A response from the community dated Feb. 25 informed Bank that its charter was available in the state registry, adding a reminder that “religious communities are separate from the state” and pointing out that “personal data of community members can be provided only in the case of registered criminal cases.”
Dolinsky condemned the police letter as echoing the roundup of Ukrainian Jews by the Nazis and local collaborators following the German military invasion of June 1941.
“Interestingly, in 1941, the Nazis and the Ukrainian auxiliary police also demanded a list of all Jews,” Dolinsky wrote.
One Ukrainian parliamentarian announced on Monday that he would seek a investigation into Bank’s letter, charging that the Ukrainian police demand was itself a “violation of the law.”

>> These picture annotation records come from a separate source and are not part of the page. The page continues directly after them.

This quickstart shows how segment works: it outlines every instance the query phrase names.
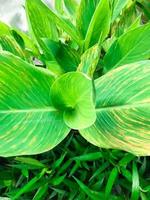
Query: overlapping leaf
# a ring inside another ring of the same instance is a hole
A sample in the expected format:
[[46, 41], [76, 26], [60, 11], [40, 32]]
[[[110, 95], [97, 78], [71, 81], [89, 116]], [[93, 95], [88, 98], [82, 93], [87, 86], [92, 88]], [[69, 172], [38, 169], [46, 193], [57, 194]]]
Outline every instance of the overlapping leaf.
[[53, 82], [49, 71], [0, 54], [0, 156], [41, 153], [68, 134], [51, 103]]
[[53, 105], [63, 112], [65, 123], [72, 129], [82, 129], [95, 122], [93, 85], [80, 72], [69, 72], [56, 79], [51, 87]]
[[150, 58], [150, 24], [119, 37], [104, 57], [105, 72], [118, 66]]
[[81, 135], [99, 147], [150, 155], [150, 61], [112, 70], [95, 85], [97, 120]]
[[110, 28], [111, 11], [109, 1], [82, 0], [80, 3], [77, 27], [85, 39], [85, 49], [103, 41]]

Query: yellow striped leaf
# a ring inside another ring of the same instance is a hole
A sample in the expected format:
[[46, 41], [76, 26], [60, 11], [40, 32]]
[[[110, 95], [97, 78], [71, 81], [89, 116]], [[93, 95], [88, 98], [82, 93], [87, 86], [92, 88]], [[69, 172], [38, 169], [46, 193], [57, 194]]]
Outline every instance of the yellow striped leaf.
[[0, 156], [38, 154], [69, 132], [51, 103], [54, 78], [8, 53], [0, 53]]
[[81, 135], [99, 147], [150, 155], [150, 61], [112, 70], [95, 86], [97, 120]]

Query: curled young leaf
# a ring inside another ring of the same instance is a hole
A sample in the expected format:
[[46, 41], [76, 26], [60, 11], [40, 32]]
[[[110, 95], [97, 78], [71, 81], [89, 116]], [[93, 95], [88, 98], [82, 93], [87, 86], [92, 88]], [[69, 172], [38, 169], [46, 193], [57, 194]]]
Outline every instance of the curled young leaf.
[[63, 112], [67, 126], [83, 129], [95, 122], [91, 79], [80, 72], [68, 72], [56, 79], [51, 87], [52, 103]]

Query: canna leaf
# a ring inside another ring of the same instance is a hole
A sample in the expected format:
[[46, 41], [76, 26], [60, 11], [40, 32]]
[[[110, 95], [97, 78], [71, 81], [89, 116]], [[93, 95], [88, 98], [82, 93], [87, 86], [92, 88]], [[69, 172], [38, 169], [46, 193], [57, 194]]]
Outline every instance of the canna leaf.
[[51, 20], [49, 8], [41, 0], [26, 0], [26, 15], [30, 33], [43, 48], [41, 38], [58, 40], [56, 26]]
[[47, 60], [51, 59], [57, 62], [62, 68], [62, 71], [76, 71], [80, 62], [78, 53], [61, 42], [55, 42], [48, 38], [42, 39], [45, 44], [45, 52], [51, 54], [51, 57], [46, 57]]
[[77, 28], [83, 37], [86, 36], [92, 16], [96, 10], [99, 0], [81, 0], [77, 11], [76, 24]]
[[149, 38], [150, 24], [140, 26], [119, 37], [104, 57], [104, 72], [150, 58]]
[[128, 2], [129, 0], [112, 0], [112, 23], [116, 20], [116, 18], [119, 16], [122, 9], [127, 5]]
[[85, 49], [103, 41], [109, 33], [111, 11], [108, 0], [101, 0], [97, 4], [85, 37]]
[[71, 16], [76, 16], [78, 2], [77, 0], [64, 0], [65, 7]]
[[112, 70], [95, 87], [97, 120], [81, 135], [99, 147], [150, 155], [150, 61]]
[[68, 72], [56, 79], [51, 87], [52, 103], [63, 113], [67, 126], [83, 129], [95, 122], [93, 85], [80, 72]]
[[100, 47], [99, 44], [96, 44], [85, 51], [85, 53], [81, 56], [81, 63], [78, 66], [78, 71], [83, 72], [92, 78], [99, 58]]
[[0, 36], [11, 35], [9, 26], [0, 21]]
[[0, 53], [0, 156], [38, 154], [69, 132], [51, 103], [48, 70]]
[[25, 54], [23, 50], [12, 36], [1, 36], [0, 45], [3, 50], [9, 51], [25, 60]]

The parliamentarian, Igor Fris, told the local WestNews agency that he had also spoken with Volodymyr Holubosh — the regional head of Ukraine’s Interior Ministry — who “apologized on behalf of the leadership and staff to the entire Jewish community for the situation.”
While acknowledging Holubosh’s apology, Fris asserted that the police letter had been dangerously inflammatory.
“I believe that the leadership of the Ministry of Internal Affairs should evaluate the actions of its subordinates, which not only tarnish police uniforms, but also inflame ethnic conflict where it has never been in modern Ukraine,” he was quoted as saying.
Another parliamentarian urged the immediate dismissal of Bank from the Ukrainian police force.
“A policeman who decides to conduct a census of the Jews of Ivano-Frankivsk must and will be fired,” Oleksander Dubinsky declared on his Facebook page.
The letter was also condemned by the Israeli ambassador in Kiev, Joel Lion.
Settled by Jews from the early part of the sixteenth century, the present size of the community in Kolomyia is less than 1,000. During World War II, most of the city’s Jews were deported to the Belzec concentration camp.
The region continues to be a flashpoint of concern regarding ultranationalist and far-right activism. Just last month, local Jews expressed outrage when a 95-year-old veteran of the “Halychyna” division of the Waffen SS was honored in the neighboring city of Kalush.
Vasyl Nakonechny was pictured giving a Nazi salute as he received the title of “Honorary Citizen of Kalush” at the ceremony on April 20.